What's the Prognosis for Dogs with Cherry Eye?

Cherry eye is not life-threatening, and the vast majority of dogs go on to live full lives with healthy eyes. If you’re wondering if you should get a dog who has cherry eye—either from a rescue or a breeder—there are a few considerations to keep in mind.

First, it’s important to remember cherry eye is not contagious, so it poses no risk to you or other pets. However, surgical treatment of cherry eye can be expensive. Costs range from several hundred to thousands of dollars depending on the breed, your location, and your veterinarian’s rates for surgical procedures. And, since as many as 40 percent of dogs that experience cherry eye in one eye will eventually have it in the other, you could very well end up doubling your expenses.

The good news is, the simple cherry eye surgery should solve the problem for good. “Greater than 90 percent of the surgically repositioned tear glands stay in place. The most common complication of this surgery is the breakdown of the suture line and subsequent re-prolapse of the gland,” Vygantas explains.
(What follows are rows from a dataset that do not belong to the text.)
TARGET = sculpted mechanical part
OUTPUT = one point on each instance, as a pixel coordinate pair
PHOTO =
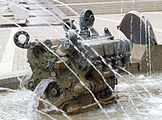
(65, 91)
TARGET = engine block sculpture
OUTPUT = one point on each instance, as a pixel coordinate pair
(77, 50)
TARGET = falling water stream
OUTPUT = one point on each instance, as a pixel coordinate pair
(18, 101)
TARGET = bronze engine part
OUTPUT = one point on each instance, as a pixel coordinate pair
(65, 92)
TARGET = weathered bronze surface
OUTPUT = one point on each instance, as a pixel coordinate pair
(65, 91)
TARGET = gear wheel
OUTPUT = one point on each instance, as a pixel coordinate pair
(53, 91)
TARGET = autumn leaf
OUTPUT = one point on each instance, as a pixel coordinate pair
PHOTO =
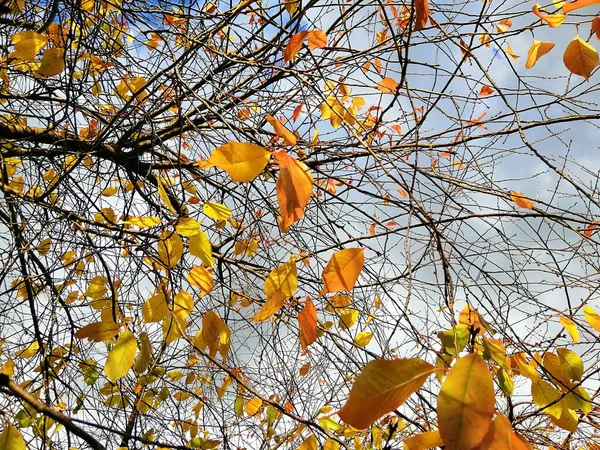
(294, 45)
(536, 51)
(307, 321)
(121, 356)
(343, 270)
(466, 404)
(242, 161)
(485, 91)
(553, 20)
(294, 188)
(387, 85)
(580, 58)
(502, 436)
(12, 439)
(521, 200)
(281, 284)
(592, 317)
(568, 7)
(422, 15)
(316, 39)
(571, 328)
(381, 387)
(98, 331)
(280, 130)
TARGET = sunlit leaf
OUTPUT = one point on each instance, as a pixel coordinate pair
(121, 356)
(281, 284)
(381, 387)
(580, 58)
(571, 328)
(242, 161)
(342, 270)
(466, 404)
(536, 51)
(294, 188)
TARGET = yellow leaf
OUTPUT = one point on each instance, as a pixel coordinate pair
(170, 249)
(570, 327)
(423, 441)
(215, 334)
(200, 247)
(294, 188)
(310, 443)
(29, 351)
(466, 404)
(121, 357)
(12, 439)
(387, 85)
(343, 270)
(201, 278)
(243, 161)
(592, 317)
(521, 200)
(580, 57)
(52, 62)
(281, 284)
(161, 186)
(381, 387)
(348, 318)
(109, 191)
(553, 20)
(186, 226)
(27, 44)
(280, 130)
(502, 436)
(363, 338)
(44, 246)
(536, 51)
(98, 331)
(568, 7)
(145, 355)
(216, 211)
(144, 222)
(307, 320)
(252, 406)
(155, 308)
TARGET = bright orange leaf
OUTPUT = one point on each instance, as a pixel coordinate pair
(281, 130)
(381, 387)
(307, 320)
(521, 200)
(294, 188)
(466, 404)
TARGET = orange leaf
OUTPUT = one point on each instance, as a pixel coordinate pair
(501, 435)
(521, 200)
(387, 85)
(316, 39)
(596, 26)
(567, 7)
(422, 8)
(485, 91)
(307, 319)
(382, 386)
(294, 46)
(580, 58)
(280, 130)
(466, 404)
(294, 188)
(536, 51)
(343, 270)
(553, 20)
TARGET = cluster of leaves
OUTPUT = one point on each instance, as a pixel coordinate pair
(292, 224)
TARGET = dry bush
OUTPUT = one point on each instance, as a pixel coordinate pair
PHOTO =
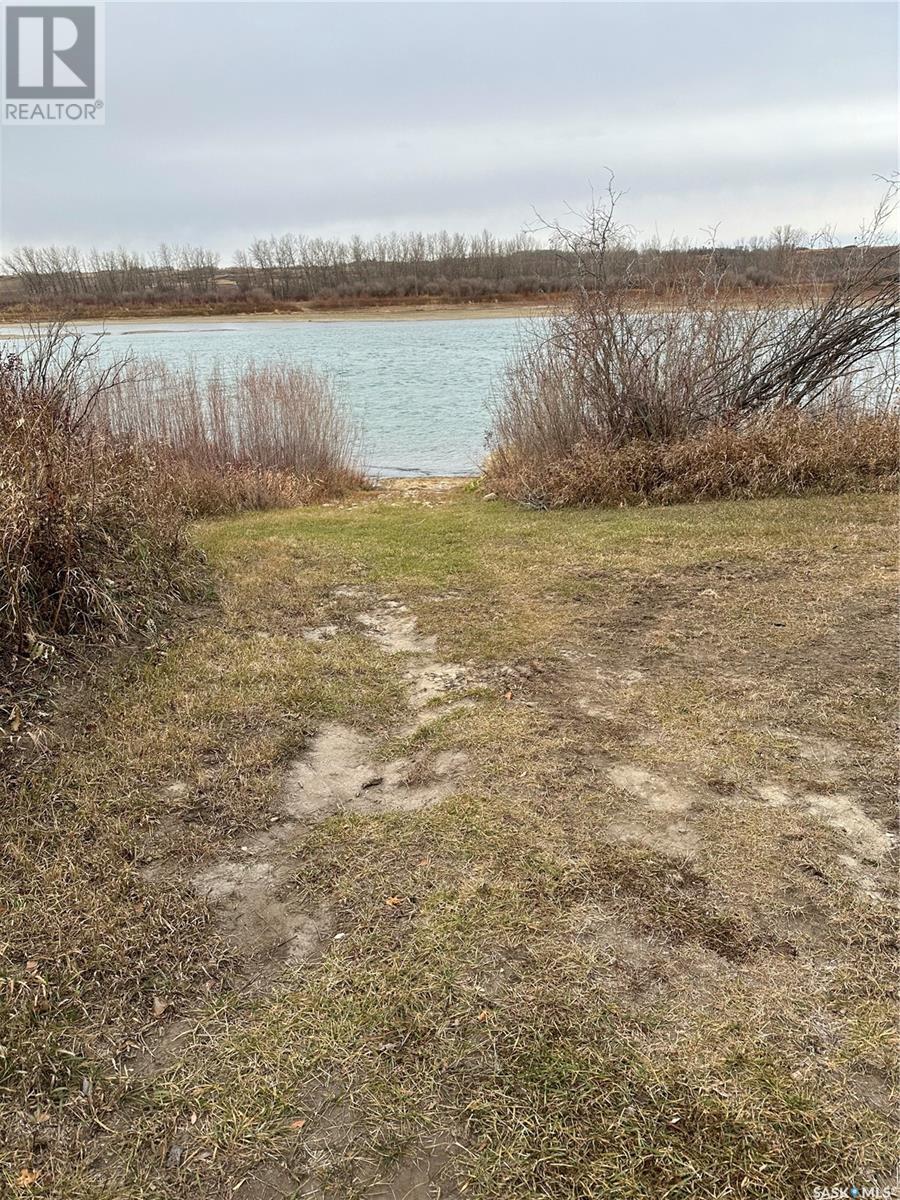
(90, 544)
(256, 437)
(783, 455)
(605, 377)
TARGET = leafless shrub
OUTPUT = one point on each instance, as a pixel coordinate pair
(253, 437)
(605, 375)
(102, 466)
(90, 545)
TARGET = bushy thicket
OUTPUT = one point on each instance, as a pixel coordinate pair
(102, 467)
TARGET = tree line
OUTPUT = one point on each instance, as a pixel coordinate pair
(453, 265)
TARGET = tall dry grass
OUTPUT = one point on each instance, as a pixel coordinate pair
(101, 467)
(252, 437)
(91, 545)
(604, 401)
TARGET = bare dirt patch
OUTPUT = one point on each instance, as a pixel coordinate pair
(340, 772)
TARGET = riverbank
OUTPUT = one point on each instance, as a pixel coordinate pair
(301, 313)
(508, 307)
(467, 851)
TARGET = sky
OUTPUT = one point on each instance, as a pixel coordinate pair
(225, 121)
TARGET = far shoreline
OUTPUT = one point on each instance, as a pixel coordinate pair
(468, 310)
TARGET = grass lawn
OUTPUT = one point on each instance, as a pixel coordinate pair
(461, 851)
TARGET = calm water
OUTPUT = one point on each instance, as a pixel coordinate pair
(418, 388)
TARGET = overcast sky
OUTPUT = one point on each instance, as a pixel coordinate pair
(229, 120)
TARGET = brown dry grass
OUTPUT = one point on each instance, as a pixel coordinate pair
(102, 467)
(628, 955)
(784, 455)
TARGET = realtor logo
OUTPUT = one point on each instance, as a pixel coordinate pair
(53, 63)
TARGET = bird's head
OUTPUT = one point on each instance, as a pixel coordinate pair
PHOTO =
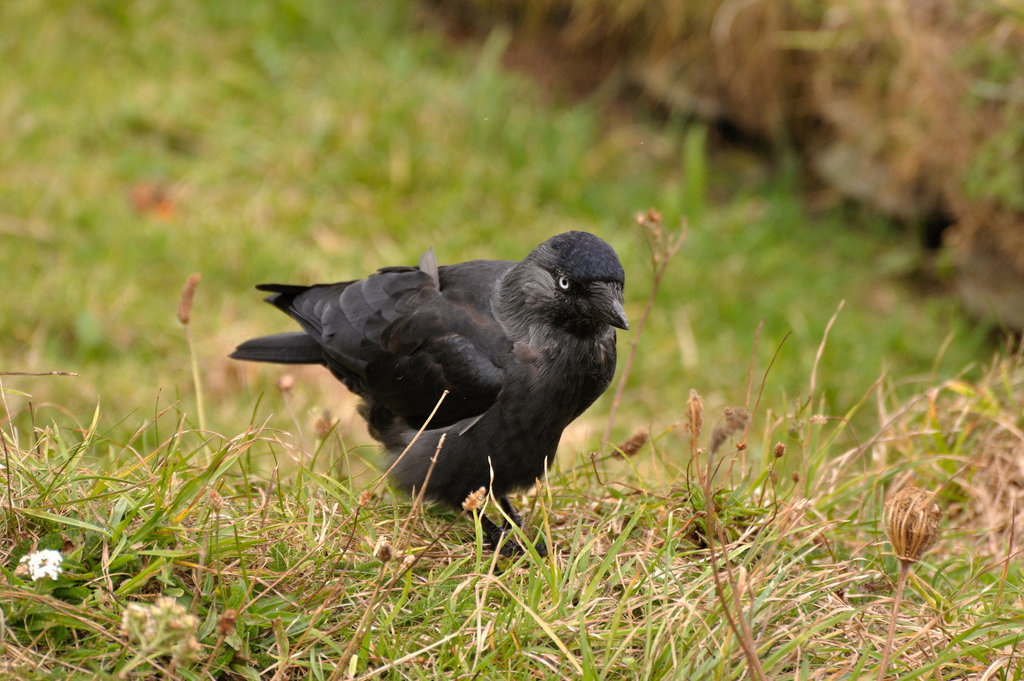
(573, 281)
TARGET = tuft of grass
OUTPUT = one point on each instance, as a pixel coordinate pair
(669, 563)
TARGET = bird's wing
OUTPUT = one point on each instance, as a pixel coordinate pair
(396, 338)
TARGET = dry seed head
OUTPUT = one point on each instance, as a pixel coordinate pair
(735, 419)
(383, 550)
(631, 447)
(324, 423)
(226, 622)
(215, 500)
(474, 500)
(187, 295)
(695, 408)
(912, 522)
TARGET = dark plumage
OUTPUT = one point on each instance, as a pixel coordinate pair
(521, 347)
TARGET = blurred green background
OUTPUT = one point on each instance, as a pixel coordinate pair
(310, 141)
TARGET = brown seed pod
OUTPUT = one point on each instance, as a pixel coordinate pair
(912, 522)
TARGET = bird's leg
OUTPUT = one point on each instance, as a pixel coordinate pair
(542, 548)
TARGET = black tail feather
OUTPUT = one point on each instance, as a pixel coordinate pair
(290, 348)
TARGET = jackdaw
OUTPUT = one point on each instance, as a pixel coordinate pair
(521, 347)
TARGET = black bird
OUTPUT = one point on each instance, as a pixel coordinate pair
(521, 347)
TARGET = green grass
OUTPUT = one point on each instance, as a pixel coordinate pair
(309, 141)
(313, 141)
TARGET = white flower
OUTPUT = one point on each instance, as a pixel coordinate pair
(43, 563)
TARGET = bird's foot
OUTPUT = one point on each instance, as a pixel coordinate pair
(503, 540)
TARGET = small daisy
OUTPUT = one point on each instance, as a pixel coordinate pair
(42, 563)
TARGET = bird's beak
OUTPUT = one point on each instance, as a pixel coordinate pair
(608, 299)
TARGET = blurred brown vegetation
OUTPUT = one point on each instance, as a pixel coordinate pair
(915, 107)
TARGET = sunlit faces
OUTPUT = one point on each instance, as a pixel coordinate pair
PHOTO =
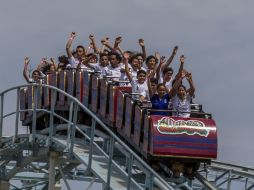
(114, 61)
(135, 64)
(154, 87)
(104, 61)
(36, 75)
(141, 78)
(52, 68)
(93, 59)
(80, 52)
(181, 92)
(141, 60)
(151, 63)
(161, 90)
(167, 76)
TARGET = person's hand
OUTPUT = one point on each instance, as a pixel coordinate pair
(182, 59)
(162, 59)
(27, 60)
(157, 56)
(91, 37)
(118, 40)
(91, 46)
(141, 42)
(175, 50)
(126, 55)
(73, 35)
(189, 76)
(122, 70)
(183, 73)
(44, 60)
(52, 60)
(105, 40)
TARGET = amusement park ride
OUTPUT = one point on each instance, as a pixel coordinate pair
(83, 127)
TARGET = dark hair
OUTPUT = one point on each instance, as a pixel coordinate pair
(167, 69)
(63, 59)
(182, 86)
(149, 57)
(154, 80)
(135, 56)
(141, 72)
(118, 56)
(103, 54)
(140, 54)
(92, 55)
(80, 46)
(159, 85)
(36, 71)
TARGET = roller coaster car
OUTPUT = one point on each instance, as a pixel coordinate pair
(167, 139)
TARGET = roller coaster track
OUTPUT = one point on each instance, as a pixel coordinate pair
(97, 157)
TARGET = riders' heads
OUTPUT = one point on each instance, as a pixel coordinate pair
(135, 63)
(36, 75)
(104, 60)
(161, 90)
(115, 59)
(140, 59)
(151, 62)
(80, 51)
(181, 91)
(141, 76)
(167, 73)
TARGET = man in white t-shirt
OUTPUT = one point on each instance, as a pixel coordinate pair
(80, 52)
(102, 66)
(139, 85)
(114, 69)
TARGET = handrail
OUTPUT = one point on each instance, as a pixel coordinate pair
(90, 113)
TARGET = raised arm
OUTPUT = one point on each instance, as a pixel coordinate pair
(141, 42)
(42, 65)
(107, 44)
(127, 70)
(191, 90)
(178, 80)
(170, 59)
(92, 38)
(149, 87)
(69, 43)
(182, 61)
(25, 70)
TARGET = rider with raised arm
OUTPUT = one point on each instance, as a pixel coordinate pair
(80, 52)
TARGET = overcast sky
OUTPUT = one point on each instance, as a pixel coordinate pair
(216, 36)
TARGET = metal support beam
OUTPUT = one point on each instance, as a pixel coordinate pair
(52, 171)
(17, 115)
(91, 146)
(1, 115)
(111, 152)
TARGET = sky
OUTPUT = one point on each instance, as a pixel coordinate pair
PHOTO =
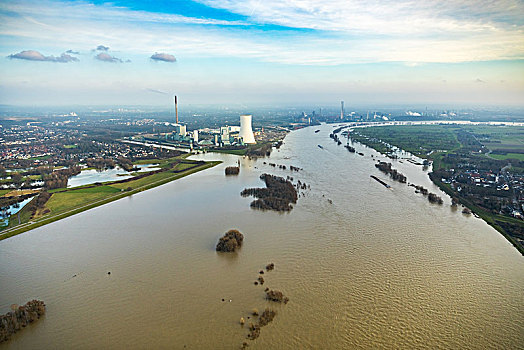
(265, 52)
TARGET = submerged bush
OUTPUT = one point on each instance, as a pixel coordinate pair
(231, 240)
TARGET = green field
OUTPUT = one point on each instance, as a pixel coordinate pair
(498, 137)
(67, 202)
(238, 152)
(519, 156)
(417, 139)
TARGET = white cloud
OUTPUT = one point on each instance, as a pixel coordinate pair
(342, 32)
(32, 55)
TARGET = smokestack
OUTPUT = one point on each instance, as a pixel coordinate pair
(176, 109)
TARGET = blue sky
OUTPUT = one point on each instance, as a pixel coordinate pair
(261, 51)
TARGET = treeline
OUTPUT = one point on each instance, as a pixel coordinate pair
(39, 202)
(262, 151)
(59, 178)
(20, 317)
(395, 175)
(278, 194)
(126, 164)
(100, 163)
(232, 170)
(432, 197)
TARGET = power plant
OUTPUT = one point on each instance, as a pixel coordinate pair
(176, 108)
(246, 131)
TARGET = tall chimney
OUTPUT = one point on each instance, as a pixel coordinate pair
(176, 109)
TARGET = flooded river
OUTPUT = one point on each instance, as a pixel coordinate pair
(376, 268)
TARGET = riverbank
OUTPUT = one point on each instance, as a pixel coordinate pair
(461, 167)
(66, 202)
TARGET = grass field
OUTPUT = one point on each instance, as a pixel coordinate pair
(417, 139)
(519, 156)
(67, 202)
(498, 137)
(238, 152)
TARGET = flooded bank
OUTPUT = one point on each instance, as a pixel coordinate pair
(371, 269)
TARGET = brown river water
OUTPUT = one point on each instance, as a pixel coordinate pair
(377, 268)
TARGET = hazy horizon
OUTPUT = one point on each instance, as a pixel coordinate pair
(126, 52)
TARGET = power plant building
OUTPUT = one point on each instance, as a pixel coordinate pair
(246, 131)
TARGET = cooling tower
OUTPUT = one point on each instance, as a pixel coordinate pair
(246, 132)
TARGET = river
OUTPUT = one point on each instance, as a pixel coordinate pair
(377, 268)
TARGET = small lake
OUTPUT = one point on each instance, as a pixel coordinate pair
(13, 209)
(91, 176)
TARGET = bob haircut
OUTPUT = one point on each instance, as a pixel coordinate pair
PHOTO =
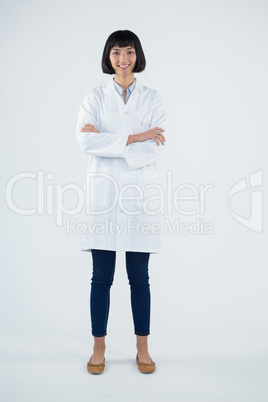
(123, 39)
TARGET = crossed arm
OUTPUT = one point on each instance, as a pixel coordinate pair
(137, 150)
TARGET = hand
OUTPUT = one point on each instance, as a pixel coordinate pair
(89, 128)
(153, 134)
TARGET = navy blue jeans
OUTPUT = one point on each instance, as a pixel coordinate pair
(102, 280)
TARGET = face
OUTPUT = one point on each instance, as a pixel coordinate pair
(123, 59)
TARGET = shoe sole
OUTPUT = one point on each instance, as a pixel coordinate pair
(145, 367)
(95, 368)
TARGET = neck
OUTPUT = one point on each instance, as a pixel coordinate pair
(124, 81)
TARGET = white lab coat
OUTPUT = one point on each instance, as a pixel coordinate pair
(112, 164)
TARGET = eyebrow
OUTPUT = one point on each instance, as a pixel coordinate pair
(114, 48)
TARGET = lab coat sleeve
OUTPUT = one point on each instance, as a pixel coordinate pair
(98, 144)
(144, 153)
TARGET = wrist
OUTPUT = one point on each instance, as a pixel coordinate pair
(131, 139)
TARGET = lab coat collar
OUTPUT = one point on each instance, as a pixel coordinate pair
(115, 96)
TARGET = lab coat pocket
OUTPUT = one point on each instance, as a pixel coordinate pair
(98, 191)
(149, 184)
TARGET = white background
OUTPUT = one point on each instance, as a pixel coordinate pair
(208, 60)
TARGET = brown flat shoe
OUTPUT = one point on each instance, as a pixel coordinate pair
(95, 368)
(145, 367)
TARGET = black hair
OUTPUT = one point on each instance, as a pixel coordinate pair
(123, 38)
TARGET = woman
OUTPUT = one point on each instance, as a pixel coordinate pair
(120, 126)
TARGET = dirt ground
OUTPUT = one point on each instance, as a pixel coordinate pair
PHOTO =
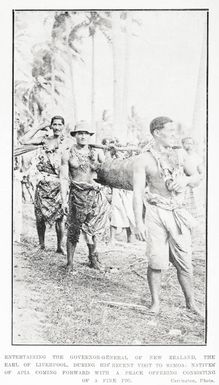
(53, 307)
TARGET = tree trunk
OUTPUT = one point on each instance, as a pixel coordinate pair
(53, 83)
(126, 76)
(117, 113)
(74, 107)
(93, 83)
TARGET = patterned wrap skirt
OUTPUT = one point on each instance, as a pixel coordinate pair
(88, 211)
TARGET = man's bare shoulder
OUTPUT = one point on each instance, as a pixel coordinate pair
(144, 160)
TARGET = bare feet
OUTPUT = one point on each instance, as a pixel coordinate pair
(60, 250)
(69, 267)
(154, 309)
(194, 309)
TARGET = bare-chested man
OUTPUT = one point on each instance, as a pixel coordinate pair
(86, 206)
(194, 195)
(167, 171)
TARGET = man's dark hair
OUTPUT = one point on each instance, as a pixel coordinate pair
(158, 123)
(188, 138)
(59, 117)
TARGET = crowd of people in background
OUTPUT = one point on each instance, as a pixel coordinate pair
(60, 182)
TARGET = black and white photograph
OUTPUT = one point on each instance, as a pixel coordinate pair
(109, 190)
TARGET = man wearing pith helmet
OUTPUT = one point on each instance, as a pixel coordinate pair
(86, 207)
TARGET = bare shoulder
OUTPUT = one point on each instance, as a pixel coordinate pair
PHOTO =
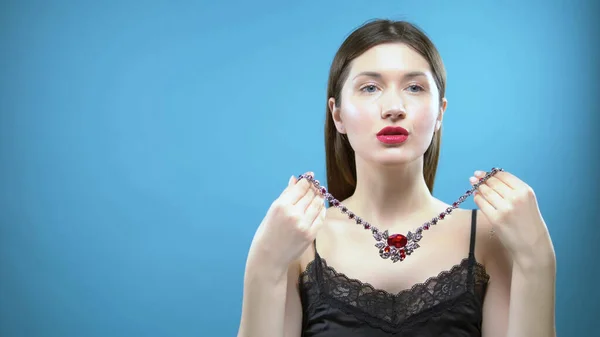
(494, 256)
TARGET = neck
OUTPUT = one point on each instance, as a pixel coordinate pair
(389, 196)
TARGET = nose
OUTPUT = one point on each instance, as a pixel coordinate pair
(395, 112)
(393, 107)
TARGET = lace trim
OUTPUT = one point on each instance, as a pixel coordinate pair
(384, 310)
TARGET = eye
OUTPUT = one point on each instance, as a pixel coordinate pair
(415, 88)
(369, 88)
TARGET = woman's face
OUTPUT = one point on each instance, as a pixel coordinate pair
(389, 85)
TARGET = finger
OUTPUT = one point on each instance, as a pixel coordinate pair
(314, 210)
(499, 186)
(304, 203)
(507, 178)
(491, 196)
(294, 193)
(318, 223)
(485, 207)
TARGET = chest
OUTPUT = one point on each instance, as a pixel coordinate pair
(439, 260)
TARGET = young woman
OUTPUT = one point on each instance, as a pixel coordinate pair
(353, 269)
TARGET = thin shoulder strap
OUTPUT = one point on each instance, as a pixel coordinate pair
(471, 262)
(473, 232)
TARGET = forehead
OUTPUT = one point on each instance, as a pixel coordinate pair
(390, 57)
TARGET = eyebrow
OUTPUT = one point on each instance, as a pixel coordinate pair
(374, 74)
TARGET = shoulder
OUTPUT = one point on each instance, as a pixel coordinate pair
(493, 255)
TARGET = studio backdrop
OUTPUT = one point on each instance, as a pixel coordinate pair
(141, 143)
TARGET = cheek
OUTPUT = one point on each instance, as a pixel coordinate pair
(358, 116)
(424, 117)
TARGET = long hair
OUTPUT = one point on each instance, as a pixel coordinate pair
(340, 160)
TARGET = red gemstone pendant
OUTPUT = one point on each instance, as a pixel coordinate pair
(397, 240)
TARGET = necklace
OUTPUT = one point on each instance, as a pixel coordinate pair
(396, 247)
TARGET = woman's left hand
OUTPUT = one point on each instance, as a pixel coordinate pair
(511, 207)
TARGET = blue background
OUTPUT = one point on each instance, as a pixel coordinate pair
(140, 145)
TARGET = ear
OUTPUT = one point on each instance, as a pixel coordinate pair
(438, 123)
(336, 114)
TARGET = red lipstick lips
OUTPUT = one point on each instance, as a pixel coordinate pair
(392, 135)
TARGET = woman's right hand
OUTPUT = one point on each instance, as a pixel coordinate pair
(290, 225)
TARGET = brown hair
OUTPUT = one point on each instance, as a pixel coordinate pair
(341, 167)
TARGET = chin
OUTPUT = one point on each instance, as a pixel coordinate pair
(396, 157)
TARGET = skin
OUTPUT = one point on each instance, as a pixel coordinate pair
(391, 84)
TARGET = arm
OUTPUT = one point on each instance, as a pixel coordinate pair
(271, 303)
(519, 301)
(523, 295)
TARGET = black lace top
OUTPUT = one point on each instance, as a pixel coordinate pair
(449, 304)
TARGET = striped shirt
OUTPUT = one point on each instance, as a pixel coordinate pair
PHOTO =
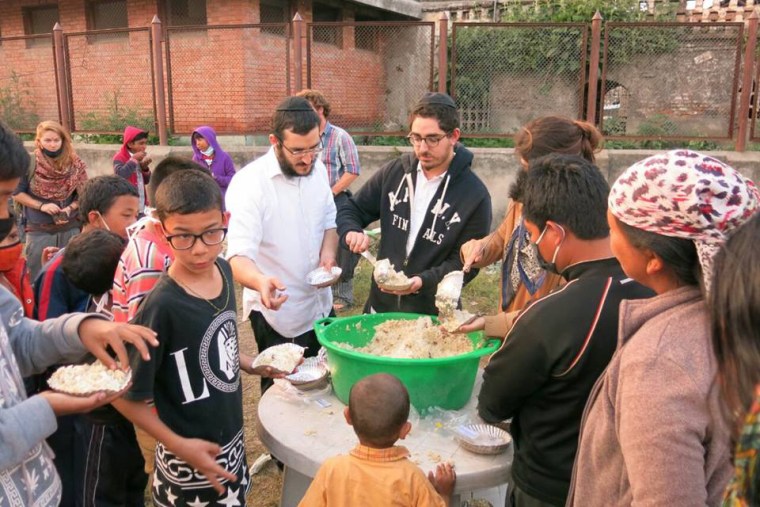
(339, 155)
(143, 262)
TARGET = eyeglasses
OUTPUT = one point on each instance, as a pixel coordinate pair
(315, 150)
(210, 237)
(431, 141)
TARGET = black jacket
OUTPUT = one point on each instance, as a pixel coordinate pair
(465, 214)
(544, 372)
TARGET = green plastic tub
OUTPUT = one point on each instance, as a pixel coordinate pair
(442, 382)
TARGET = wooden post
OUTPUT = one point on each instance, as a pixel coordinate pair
(443, 43)
(64, 107)
(593, 67)
(298, 63)
(158, 78)
(749, 61)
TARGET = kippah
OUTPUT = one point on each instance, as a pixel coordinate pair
(295, 104)
(439, 99)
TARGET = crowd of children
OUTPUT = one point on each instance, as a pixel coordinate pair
(611, 402)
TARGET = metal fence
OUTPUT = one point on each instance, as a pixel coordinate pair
(372, 72)
(670, 80)
(643, 81)
(231, 77)
(505, 74)
(27, 81)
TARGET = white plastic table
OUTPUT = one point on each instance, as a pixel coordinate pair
(302, 433)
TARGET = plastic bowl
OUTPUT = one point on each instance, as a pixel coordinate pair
(445, 382)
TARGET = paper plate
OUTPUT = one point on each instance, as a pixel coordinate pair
(320, 277)
(283, 357)
(386, 286)
(308, 377)
(483, 438)
(88, 379)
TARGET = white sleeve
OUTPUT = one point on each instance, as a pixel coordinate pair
(243, 200)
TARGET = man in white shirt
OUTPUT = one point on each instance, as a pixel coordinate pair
(429, 202)
(282, 226)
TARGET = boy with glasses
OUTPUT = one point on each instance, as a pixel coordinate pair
(193, 377)
(282, 226)
(429, 204)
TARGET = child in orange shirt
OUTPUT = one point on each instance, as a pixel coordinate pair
(377, 472)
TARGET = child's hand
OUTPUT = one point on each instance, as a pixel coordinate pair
(100, 334)
(443, 480)
(201, 455)
(65, 404)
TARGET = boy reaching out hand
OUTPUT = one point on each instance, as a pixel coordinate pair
(193, 377)
(377, 472)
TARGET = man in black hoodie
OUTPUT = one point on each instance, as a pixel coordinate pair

If the suture does fail, another surgery is likely necessary.

Still, Vygantas stresses that the condition is not an indicator of poor health or of other underlying conditions. If your pup has cherry eye, there’s no reason she can’t enjoy a long, happy, healthy life post-treatment.

Is it Possible to Prevent Cherry Eye?

Unfortunately, there's no way to keep your dog from developing cherry eye. But there are ways to give your pup the best chance at good health. Feed her a good diet and provide lots of exercise to maintain a healthy weight. Schedule an appointment with your vet to make sure she stays up-to-date on all preventative care and vaccinations, and reach out to your vet if you have any concerns about your pup’s eye health.